My Lords, I agree in part with what the noble Lord, Lord Young, says, but we need some degree of clarification. Therefore, I hope that the Government will be able to produce more complex and clear regulations as to the relationship between the two organisations.
It is slightly incongruous that my Amendment 11 is also in this group. It is a simple amendment, and I shall be brief for obvious reasons. It would add, in the designation in Clause 9 of the role of the designated health and safety officer, that mental health and well-being should be taken into account in terms of their duties. It is clear from many of our personal experiences and from the media coverage which the noble Baroness, Lady Sanderson of Welton, recently referred to, that failures to deal with problems in social housing both cause and aggravate mental health problems and cause anguish and distress among tenants and their families. For that reason, we need to write it in the Bill because, in terms of prioritisation on issues with which the designated health and safety officer will be faced, it is important that he or she takes into account the mental anguish and the consequential mental health problems of tenants who are, regrettably and deplorably, in these circumstances.
My Lords, I am grateful to all noble Lords who took part in this debate. As this is the last debate, can I say that my noble friend the Minister deserves commendation for how she picked up this Bill at relatively short notice, has dealt sympathetically with a whole range of issues, and has undertaken to go back to the department with some of our concerns? I am a great fan of my noble friend Lord Greenhalgh, but her style is certainly somewhat different and more user-friendly.
The noble Lord, Lord Best, made the case for Amendment 29. He made two points: that this was the primary request of the Grenfell survivors; and that this was simply holding the Government to their own commitments. We both listened to what my noble friend the Minister said about the importance of not pre-empting anything, that there is no risk of the regulator not doing what was necessary and that it was important that it had operational independence. However, looking at the body language of the noble Lord, Lord Best, during the Minister’s response, it struck me that this might be an issue that he wanted to return to on Report.
Finally, turning to my own objection to Clause 4 standing part of the Bill, I was grateful for what my noble friend the Minister said. She went through the process, whereby a tenant should complain in the first instance to the landlord, and in the second instance to the Housing Ombudsman, and that is quite right. My concern and, I think, the concern of the noble Baroness, Lady Pinnock, was that the tenant might skip the Housing Ombudsman stage and go straight to the regulator, because of the increased powers that it has. Listening to the noble Baroness, I wondered whether the tenant could take the regulator to the ombudsman if the tenant was not satisfied with what the regulator had done.

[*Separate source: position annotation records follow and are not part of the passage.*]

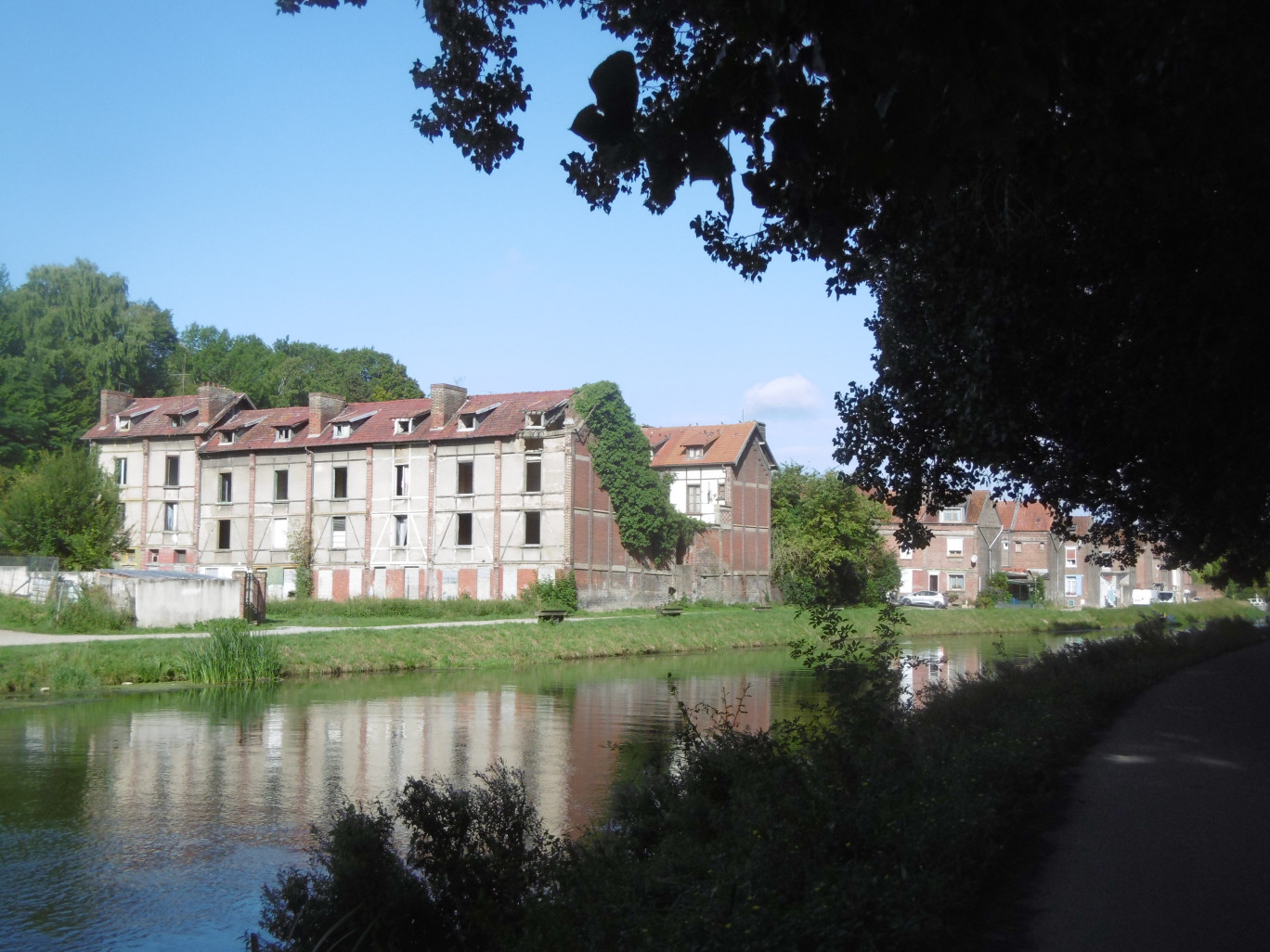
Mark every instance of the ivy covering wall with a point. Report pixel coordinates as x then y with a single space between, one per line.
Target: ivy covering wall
652 530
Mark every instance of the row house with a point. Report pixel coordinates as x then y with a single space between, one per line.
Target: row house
438 496
958 560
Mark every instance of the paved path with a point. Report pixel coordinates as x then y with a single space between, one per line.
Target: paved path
32 637
1166 844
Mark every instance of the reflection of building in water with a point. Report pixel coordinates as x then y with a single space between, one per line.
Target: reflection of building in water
297 762
930 666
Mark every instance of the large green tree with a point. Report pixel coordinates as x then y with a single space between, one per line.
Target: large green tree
825 546
66 507
1058 207
65 334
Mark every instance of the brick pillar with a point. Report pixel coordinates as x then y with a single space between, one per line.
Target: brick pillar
497 554
252 552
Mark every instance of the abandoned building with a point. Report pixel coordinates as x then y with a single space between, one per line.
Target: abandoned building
442 496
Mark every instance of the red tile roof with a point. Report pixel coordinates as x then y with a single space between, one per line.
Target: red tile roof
720 444
151 417
1025 517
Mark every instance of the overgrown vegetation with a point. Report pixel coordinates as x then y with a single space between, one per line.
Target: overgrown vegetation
65 507
651 528
866 823
558 593
825 546
231 655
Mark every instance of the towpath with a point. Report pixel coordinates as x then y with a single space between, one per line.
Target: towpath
1166 844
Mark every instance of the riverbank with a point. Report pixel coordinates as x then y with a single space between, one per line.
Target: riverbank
868 824
150 659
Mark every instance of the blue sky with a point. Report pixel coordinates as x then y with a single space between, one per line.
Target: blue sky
259 173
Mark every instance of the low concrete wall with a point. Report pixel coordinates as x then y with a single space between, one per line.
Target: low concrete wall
162 600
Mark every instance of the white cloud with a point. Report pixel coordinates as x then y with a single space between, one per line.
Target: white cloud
785 396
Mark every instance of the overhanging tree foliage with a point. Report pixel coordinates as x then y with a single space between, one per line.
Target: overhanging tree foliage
1058 207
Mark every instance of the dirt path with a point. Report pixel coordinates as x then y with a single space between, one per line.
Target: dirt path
1166 844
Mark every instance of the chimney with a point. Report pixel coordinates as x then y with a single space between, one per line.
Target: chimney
112 403
446 400
321 409
213 401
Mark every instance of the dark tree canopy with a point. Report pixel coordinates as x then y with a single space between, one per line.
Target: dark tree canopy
1056 206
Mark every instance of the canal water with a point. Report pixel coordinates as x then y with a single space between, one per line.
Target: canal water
150 819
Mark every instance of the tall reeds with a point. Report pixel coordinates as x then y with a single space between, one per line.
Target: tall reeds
231 655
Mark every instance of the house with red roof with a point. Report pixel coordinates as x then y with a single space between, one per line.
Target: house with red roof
440 496
959 556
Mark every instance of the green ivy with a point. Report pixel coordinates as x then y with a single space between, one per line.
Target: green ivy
652 530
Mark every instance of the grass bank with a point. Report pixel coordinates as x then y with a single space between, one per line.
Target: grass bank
868 825
366 650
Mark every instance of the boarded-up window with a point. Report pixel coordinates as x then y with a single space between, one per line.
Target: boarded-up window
694 497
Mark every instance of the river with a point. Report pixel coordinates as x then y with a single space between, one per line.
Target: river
150 819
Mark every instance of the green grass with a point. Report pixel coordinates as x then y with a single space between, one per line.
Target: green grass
366 650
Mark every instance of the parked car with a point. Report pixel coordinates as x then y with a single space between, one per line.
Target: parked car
925 599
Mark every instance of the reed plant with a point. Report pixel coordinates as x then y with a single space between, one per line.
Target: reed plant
231 655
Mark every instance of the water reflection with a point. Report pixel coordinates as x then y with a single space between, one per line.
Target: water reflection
138 820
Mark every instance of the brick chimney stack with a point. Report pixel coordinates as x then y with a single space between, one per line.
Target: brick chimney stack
321 409
213 401
112 401
446 400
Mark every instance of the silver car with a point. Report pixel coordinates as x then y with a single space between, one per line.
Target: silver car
925 599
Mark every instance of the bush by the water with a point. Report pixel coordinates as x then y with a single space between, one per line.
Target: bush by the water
230 655
866 823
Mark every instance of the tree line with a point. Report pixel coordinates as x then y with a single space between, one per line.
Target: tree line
71 330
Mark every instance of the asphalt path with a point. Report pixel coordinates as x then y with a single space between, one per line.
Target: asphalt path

Again, I am grateful for what my noble friend said in response to our debate. I quote her when she said, “More clarity is required”. I think she said that after the memorandum of understanding has been revised in the light of this Bill, it will then be made statutory. She also said that there is more to be done to inform tenants about how to seek redress, and there are remaining issues about clarity and communication that she will take back to the department. Against those assurances, I have no hesitation at all in withdrawing my objection to Clause 4 standing part and I am more than happy to see it added to the Bill.